The country held its collective breath a few weeks ago to hear the First Minister finally deliver her vision for Scotland in a post-Brexit world. The First Minister’s solution to the challenges posed by Brexit? Yes, you guessed it – independence.
The statement only served to highlight the double dose of uncertainty that the First Minister has administered to Scottish businesses. Already grappling with Brexit and now a potential independence referendum within the next two years, Scotland’s businesses are being sidetracked from their important role as wealth and job creators.
It’s becoming increasingly apparent that the First Minister’s continued focus remains on appeasing the Yes-supporting constituency, rather than seeking to do what’s best for Scotland’s economy.
As the Yes movement once again tied itself in knots over the issue of currency at the recent SNP conference, all the First Minister’s statement did was provide a useful smokescreen for the fact that the SNP really doesn’t have a credible way forward on economic questions.
Consider the latest offering from pro-independence think-tank Common Weal, launched just before the First Minister’s speech, which tries to argue ways in which an independent Scotland could improve its economic performance. While I don’t agree with many of the ideas in the report, if we scratch beneath the surface, we find that many of its proposals could be implemented now without the need for constitutional change.
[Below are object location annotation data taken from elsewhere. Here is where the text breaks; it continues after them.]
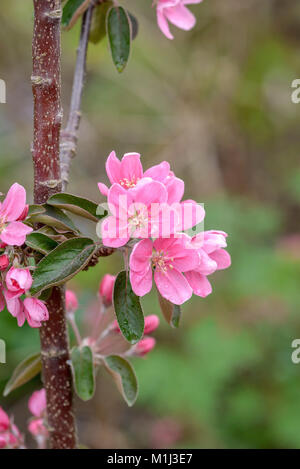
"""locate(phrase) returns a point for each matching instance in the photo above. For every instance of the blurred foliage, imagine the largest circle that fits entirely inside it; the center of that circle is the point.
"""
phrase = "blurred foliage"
(216, 103)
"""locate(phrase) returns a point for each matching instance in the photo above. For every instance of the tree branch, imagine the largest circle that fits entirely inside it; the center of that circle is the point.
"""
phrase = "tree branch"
(69, 135)
(46, 87)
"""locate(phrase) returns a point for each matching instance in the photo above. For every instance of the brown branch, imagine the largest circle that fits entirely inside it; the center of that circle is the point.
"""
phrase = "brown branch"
(69, 135)
(47, 180)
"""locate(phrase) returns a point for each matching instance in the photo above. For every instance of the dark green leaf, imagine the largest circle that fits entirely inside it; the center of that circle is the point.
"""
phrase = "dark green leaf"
(54, 217)
(61, 264)
(24, 372)
(119, 36)
(128, 309)
(98, 26)
(40, 242)
(78, 205)
(83, 371)
(72, 10)
(170, 311)
(124, 376)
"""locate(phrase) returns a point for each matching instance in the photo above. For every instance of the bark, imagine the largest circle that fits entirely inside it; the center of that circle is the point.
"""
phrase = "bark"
(47, 181)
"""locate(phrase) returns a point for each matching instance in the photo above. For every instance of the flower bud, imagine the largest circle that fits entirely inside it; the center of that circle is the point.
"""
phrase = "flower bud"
(71, 302)
(4, 262)
(151, 323)
(106, 289)
(144, 346)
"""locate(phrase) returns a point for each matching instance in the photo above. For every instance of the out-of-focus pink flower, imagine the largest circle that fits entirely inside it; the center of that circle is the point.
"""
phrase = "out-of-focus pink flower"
(4, 262)
(4, 421)
(212, 256)
(18, 281)
(35, 312)
(37, 403)
(144, 346)
(71, 302)
(12, 231)
(106, 288)
(176, 12)
(170, 257)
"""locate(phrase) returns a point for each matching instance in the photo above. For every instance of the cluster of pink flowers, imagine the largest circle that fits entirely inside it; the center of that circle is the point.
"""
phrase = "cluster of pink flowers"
(15, 278)
(175, 12)
(148, 206)
(104, 335)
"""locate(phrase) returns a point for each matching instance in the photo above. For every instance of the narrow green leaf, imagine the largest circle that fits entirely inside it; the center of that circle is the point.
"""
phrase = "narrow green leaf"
(78, 205)
(128, 309)
(119, 36)
(171, 312)
(72, 10)
(61, 264)
(25, 371)
(83, 371)
(40, 242)
(124, 376)
(53, 216)
(98, 26)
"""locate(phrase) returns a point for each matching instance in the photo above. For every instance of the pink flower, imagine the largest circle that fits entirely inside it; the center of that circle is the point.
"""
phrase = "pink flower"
(129, 171)
(4, 421)
(18, 281)
(135, 214)
(176, 12)
(12, 231)
(71, 302)
(144, 346)
(169, 257)
(106, 288)
(4, 262)
(212, 257)
(37, 403)
(35, 312)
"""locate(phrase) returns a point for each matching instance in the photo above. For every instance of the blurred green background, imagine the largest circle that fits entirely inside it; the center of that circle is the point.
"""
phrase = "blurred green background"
(216, 103)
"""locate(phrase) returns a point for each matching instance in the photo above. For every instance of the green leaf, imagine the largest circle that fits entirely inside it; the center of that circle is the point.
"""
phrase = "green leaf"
(40, 242)
(119, 36)
(98, 26)
(134, 25)
(83, 371)
(171, 312)
(72, 11)
(124, 376)
(128, 309)
(61, 264)
(53, 216)
(78, 205)
(25, 371)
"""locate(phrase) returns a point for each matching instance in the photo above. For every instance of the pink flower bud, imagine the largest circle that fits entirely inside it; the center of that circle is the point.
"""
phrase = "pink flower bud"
(144, 346)
(35, 311)
(4, 262)
(18, 281)
(106, 289)
(151, 323)
(4, 421)
(71, 301)
(37, 403)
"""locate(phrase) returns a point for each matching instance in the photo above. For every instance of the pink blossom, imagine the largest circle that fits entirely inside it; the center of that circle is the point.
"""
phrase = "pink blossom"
(35, 312)
(170, 257)
(106, 288)
(12, 231)
(4, 262)
(71, 302)
(212, 257)
(37, 403)
(134, 214)
(144, 346)
(18, 281)
(176, 12)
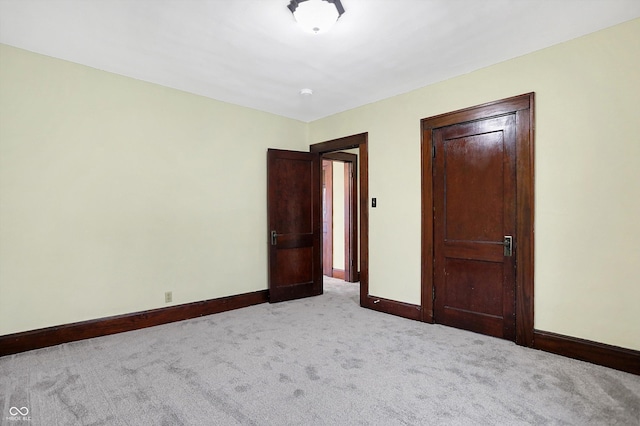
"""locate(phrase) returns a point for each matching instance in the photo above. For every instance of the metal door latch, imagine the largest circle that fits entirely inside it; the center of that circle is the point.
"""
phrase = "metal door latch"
(508, 245)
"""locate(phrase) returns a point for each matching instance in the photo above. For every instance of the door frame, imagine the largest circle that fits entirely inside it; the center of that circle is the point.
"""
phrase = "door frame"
(350, 162)
(327, 204)
(523, 108)
(359, 141)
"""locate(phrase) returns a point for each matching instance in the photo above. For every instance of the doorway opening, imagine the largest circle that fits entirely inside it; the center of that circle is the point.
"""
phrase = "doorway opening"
(332, 150)
(340, 216)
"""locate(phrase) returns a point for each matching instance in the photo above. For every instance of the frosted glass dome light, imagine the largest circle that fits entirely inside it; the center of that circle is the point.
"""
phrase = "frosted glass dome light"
(316, 16)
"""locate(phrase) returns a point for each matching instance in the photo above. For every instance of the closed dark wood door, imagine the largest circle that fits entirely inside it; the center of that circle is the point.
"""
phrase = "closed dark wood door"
(295, 224)
(474, 187)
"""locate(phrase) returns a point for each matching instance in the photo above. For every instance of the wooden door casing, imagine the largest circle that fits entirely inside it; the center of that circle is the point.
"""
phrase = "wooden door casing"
(327, 218)
(474, 208)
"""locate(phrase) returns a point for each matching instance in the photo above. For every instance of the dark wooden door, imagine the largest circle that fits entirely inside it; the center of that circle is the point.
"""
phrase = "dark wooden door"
(474, 187)
(295, 224)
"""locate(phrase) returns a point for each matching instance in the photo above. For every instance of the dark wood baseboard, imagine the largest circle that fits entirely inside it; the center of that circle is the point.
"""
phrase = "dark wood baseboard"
(401, 309)
(51, 336)
(585, 350)
(338, 273)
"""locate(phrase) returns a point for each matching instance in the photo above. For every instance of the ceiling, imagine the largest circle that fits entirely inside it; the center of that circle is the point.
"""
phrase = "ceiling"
(252, 52)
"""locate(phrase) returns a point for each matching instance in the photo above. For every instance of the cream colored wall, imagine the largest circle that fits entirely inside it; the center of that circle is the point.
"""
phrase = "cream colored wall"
(113, 191)
(587, 227)
(338, 215)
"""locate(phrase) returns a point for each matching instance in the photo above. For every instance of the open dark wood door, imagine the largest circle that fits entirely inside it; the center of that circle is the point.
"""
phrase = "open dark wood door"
(474, 186)
(294, 209)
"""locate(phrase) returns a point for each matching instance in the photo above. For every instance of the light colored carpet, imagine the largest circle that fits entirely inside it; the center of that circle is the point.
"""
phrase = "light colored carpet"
(321, 361)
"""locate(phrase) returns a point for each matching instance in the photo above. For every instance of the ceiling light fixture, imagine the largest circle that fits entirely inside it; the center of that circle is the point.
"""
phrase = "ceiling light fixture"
(316, 16)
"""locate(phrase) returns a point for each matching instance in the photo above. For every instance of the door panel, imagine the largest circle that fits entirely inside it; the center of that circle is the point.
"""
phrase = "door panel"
(295, 224)
(474, 209)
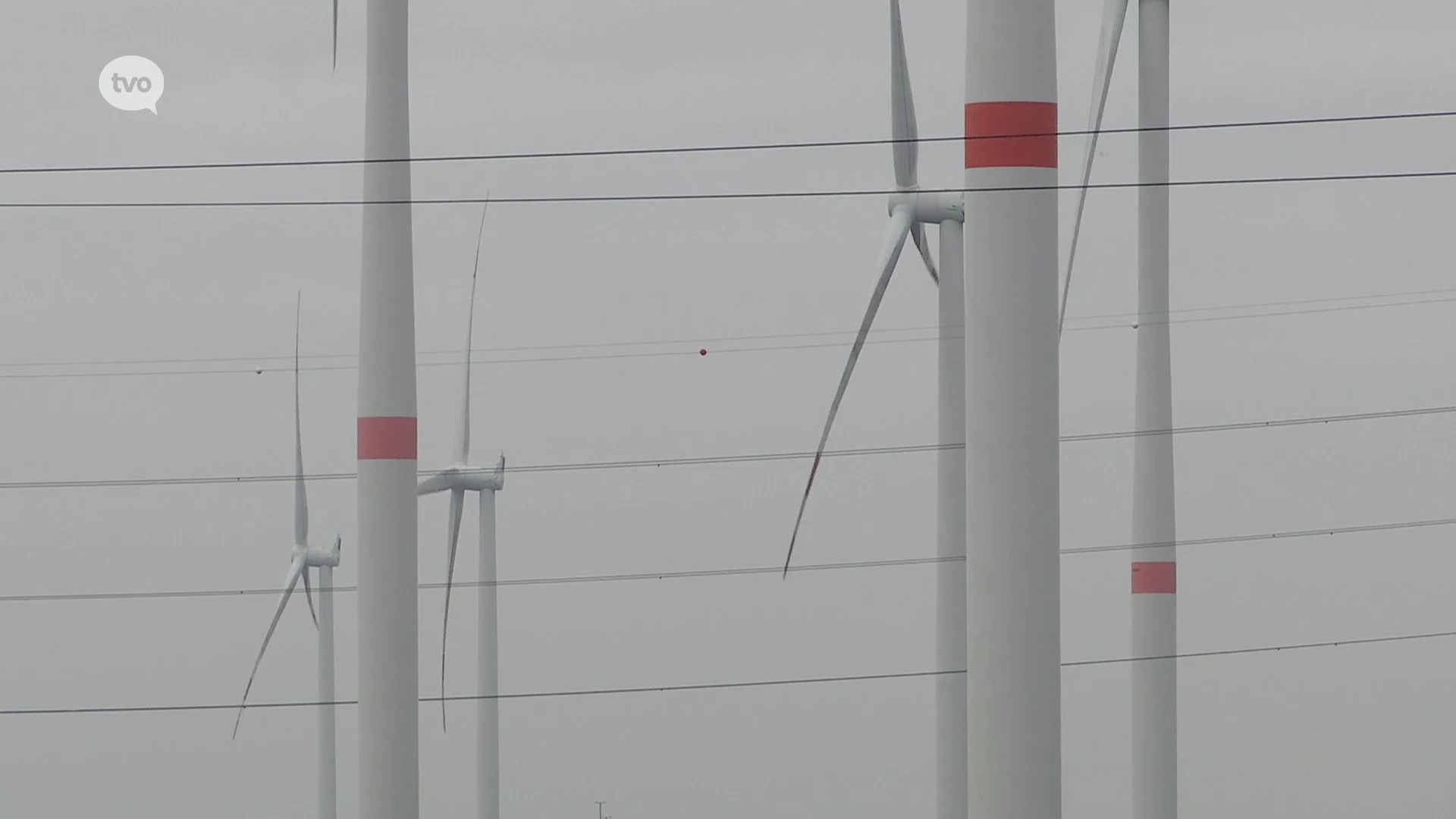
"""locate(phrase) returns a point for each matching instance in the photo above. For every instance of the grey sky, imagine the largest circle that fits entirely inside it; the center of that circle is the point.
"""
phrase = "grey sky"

Indeed, a report produced by Scottish Business UK last year highlighted that the Union dividend would allow greater public sector investment in Scotland in comparison with a fledgling Scottish independent state which would require either large cuts in spending or tax rises. It’s time to inject a level of reality into proceedings.
Almost every proposal by Common Weal, most of which are interventionist in principle, would cost money to deliver. Their answer is simply to increase an independent Scottish administration’s borrowing, on top of its already greater tax take relative to the rest of the UK. Indeed, rather than simplifying tax, Common Weal wants the Scottish Government to use independence to make an already Byzantine system yet more complicated for businesses.
What Common Weal fails to recognise is that although the capitalist model isn’t perfect, every country needs wealth creators to have a successful economy. Without them, where are the jobs to provide the spending power needed to allow other businesses and indeed the public sector to survive?
Requiring these profits to be more widely shared through interventionist policies reduces the potential rewards to these risk takers. Why then, would they choose to locate their business in Scotland rather than elsewhere in the UK? Similarly, driving up wages “by a reformed system of industrial democracy” will not encourage major companies to invest in Scotland.
There seems to be little emphasis on the need for increased productivity as an incentive for better pay and conditions in this report. Indeed ‘poor productivity’ is firmly blamed on the centralisation of wealth creation in London. Lazily, London is blamed for a number of Scotland’s ills with little foundation.
The report also argues from a position of purported Scottish economic weakness as a result of UK policy. Yet the independence referendum was largely predicated around Scottish economic strength within the Union (i.e. we could afford to go it alone) and Alex Salmond made much of Scotland’s position as the richest UK area outside London. This begs the question, which is it?
Whilst the report also advocates empowering communities and further local devolution, it fails to recognise that the current Scottish Government has centralised faster and further than ever before. This is a government whose own infrastructure policies have overwhelmingly favoured Glasgow and Edinburgh in precisely the same way that the report’s authors accuse UK ministers of doing in London.
No wonder the First Minister has opted to kick the referendum can further down the road by making its progress contingent on everything from Brexit to the say-so of the UK government. She knows perfectly well that Common Weal and other radical elements of the Yes movement have an agenda for an independent Scotland that most voters and certainly the great majority of businesses won’t willingly stomach.
What they want is a government that gets on with facilitating economic growth, not further constitutional navel-gazing.
Struan Stevenson, chief executive, Scottish Business UK.